In fact, many Bank employees, including senior staff, talk frankly among themselves about the ills of the institution and its inability to change, even marginally, to meet the exalted role that Barber Conable projects for it. Conable himself, at a senior managers' meeting in November, 1989 referred to the Bank as 'a battleship which turns slowly'.

Consider the following: last year, when the Bank was under heavy pressure for its dismal failure in Africa during l980s debt crisis, staff published a report showing that only countries adopting its structural adjustment programs had fared well. For some weeks the institution basked in the glory of success.

'We know a great deal about who the poor are, where they are, and how they live.
We understand what keeps them poor and what must be done to improve their lives.'

WORLD BANK PRESIDENT, BARBER CONABLE, 1990

But then academics, researchers and the alternative press began to pinpoint flaws and contradictions in the Bank's analysis. 'Outside' indignation reached a pitch of protest unparalleled in the Bank's history. Result: it was forced to withdraw the report from circulation and start a more measured analysis of Africa's myriad economic woes.

Unfortunately this is one of the few success stories where world public opinion has forced the Bank to become accountable. One can point to several other major areas of Bank activity as flawed and as outrageously self-serving as the African report. In most of these instances, however, the institution succeeded in 'managing' public opinion and insulating itself from change.
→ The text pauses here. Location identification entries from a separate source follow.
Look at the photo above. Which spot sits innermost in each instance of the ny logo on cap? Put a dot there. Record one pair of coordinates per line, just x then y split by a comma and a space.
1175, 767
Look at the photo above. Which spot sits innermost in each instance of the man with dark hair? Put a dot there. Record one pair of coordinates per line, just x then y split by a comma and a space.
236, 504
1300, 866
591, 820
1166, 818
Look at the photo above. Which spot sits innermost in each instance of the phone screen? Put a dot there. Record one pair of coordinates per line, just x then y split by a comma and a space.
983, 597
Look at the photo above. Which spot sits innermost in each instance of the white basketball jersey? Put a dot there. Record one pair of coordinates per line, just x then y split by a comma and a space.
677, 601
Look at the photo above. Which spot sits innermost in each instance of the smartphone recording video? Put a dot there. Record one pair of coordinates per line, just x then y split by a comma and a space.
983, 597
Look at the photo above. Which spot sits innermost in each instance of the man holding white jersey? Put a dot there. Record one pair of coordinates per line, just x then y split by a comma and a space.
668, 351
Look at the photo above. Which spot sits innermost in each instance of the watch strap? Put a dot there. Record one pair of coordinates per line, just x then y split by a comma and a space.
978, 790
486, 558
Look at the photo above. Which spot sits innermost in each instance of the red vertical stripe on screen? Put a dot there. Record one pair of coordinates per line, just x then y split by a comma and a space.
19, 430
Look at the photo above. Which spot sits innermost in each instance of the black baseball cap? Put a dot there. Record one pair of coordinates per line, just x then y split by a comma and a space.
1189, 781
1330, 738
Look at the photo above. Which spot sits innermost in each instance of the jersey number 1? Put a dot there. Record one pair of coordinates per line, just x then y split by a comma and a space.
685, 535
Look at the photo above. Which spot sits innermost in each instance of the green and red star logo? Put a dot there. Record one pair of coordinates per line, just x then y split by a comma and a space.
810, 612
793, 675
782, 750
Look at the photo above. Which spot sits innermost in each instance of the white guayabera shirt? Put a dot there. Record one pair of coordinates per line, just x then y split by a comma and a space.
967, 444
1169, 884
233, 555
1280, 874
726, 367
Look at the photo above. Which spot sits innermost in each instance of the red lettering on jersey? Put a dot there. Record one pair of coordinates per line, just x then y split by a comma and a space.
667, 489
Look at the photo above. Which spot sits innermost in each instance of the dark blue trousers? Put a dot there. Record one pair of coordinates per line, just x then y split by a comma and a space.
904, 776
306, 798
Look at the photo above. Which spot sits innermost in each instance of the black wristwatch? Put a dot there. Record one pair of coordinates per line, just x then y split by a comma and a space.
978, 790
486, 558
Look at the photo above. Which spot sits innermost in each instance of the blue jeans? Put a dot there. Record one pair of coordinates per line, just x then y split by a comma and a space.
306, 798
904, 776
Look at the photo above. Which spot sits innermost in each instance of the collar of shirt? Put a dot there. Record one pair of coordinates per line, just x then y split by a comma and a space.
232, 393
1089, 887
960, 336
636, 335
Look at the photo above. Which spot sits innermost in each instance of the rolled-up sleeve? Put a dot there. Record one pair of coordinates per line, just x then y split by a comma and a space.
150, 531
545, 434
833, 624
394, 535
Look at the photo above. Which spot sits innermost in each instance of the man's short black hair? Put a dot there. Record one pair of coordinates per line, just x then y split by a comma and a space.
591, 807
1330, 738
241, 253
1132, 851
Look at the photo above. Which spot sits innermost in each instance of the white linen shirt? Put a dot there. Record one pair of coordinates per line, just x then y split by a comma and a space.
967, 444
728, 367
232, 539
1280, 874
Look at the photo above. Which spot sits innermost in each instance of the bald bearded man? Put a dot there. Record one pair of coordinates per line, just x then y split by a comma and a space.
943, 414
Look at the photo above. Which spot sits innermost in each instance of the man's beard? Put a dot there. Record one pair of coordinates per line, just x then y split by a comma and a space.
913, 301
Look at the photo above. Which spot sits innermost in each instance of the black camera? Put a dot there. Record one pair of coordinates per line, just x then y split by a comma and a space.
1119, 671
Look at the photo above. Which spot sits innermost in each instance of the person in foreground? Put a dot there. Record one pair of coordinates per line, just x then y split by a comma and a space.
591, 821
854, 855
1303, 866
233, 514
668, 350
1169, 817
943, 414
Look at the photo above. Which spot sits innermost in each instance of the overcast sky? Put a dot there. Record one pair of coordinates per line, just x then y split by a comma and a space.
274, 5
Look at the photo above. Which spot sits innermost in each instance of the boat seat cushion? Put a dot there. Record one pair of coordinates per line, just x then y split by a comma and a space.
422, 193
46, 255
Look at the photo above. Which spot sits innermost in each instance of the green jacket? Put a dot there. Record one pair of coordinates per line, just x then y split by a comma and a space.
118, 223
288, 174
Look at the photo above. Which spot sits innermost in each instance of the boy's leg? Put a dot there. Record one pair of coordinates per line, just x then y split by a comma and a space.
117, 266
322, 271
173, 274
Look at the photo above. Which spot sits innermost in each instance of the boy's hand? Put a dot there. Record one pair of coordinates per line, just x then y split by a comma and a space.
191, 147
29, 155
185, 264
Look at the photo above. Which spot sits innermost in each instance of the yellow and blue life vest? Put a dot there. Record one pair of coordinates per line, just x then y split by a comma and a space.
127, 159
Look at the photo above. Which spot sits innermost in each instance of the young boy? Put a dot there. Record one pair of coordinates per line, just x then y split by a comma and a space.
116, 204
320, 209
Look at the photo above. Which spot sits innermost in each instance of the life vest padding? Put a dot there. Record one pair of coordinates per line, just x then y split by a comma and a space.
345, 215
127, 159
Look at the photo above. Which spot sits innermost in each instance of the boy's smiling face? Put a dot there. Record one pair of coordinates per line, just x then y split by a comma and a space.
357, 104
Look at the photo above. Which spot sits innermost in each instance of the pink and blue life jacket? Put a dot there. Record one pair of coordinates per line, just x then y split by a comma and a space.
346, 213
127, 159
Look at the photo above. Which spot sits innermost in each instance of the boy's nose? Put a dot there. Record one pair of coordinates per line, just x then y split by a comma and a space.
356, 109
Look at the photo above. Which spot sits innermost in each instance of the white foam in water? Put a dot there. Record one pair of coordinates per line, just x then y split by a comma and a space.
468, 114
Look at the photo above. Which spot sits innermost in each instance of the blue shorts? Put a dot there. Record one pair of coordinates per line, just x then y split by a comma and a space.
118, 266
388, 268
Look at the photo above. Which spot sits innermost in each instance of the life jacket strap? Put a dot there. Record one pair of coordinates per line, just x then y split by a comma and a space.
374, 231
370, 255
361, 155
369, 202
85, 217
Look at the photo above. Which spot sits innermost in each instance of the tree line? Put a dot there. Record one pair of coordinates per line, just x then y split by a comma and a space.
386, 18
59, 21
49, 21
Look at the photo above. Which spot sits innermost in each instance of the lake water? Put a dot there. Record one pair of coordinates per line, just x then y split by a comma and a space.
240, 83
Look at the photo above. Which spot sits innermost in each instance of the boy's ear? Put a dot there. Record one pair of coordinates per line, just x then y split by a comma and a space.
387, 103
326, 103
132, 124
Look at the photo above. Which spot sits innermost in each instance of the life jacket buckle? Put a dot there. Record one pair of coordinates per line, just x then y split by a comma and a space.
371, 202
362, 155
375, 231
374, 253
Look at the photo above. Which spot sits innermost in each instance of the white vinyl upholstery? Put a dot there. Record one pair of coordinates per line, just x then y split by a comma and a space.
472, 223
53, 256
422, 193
For example, there has been almost no public fallout over the dismal failure of the Bank's Social Dimensions of Adjustment Program designed to 'save face' by counteracting the adverse impact on poor people of Bank structural adjustment programs. Nor has there been much attention paid to the implications for the poor in the Third World of the Bank's unyielding drive to establish free-wheeling capitalist economies in every country of the South, irrespective of circumstances.

Several of Mr Conable's recent public statements give cause for alarm. They seem to suggest that the world ought to connive with him and the Bank to perpetrate the myth of a highly-efficient organization doing its best to fight world poverty and protect the environment.

The disturbing thing is that this is not just the wishful thinking of a beleaguered man. It is already reality. For the Bank (in close collaboration with its sibling institution and comrade-in-arms, the IMF) has lined up a formidable array of forces from both the developed and developing world to support it - indeed to revere it - in everything that it says and does. Private bankers, multinational corporations, mainstream economists and their government backers are the Bank's strongest cheerleaders. As far as management and staff are concerned, blind and indiscriminate loyalty from these powerful, self-serving groups define 'rightness' and 'justification' for its Third World policies. Only the overwhelming force of countervailing public opinion can persuade them to change.

Davison Budhoo is a former economist with the World Bank and the international Monetary Fund. He is the author of Enough is Enough: Open Letter of Resignation from the International Monetary Fund (New Horizons Press, 1990) and Multilateralism and Re-enslavement (New Horizons Press, forthcoming, 1990).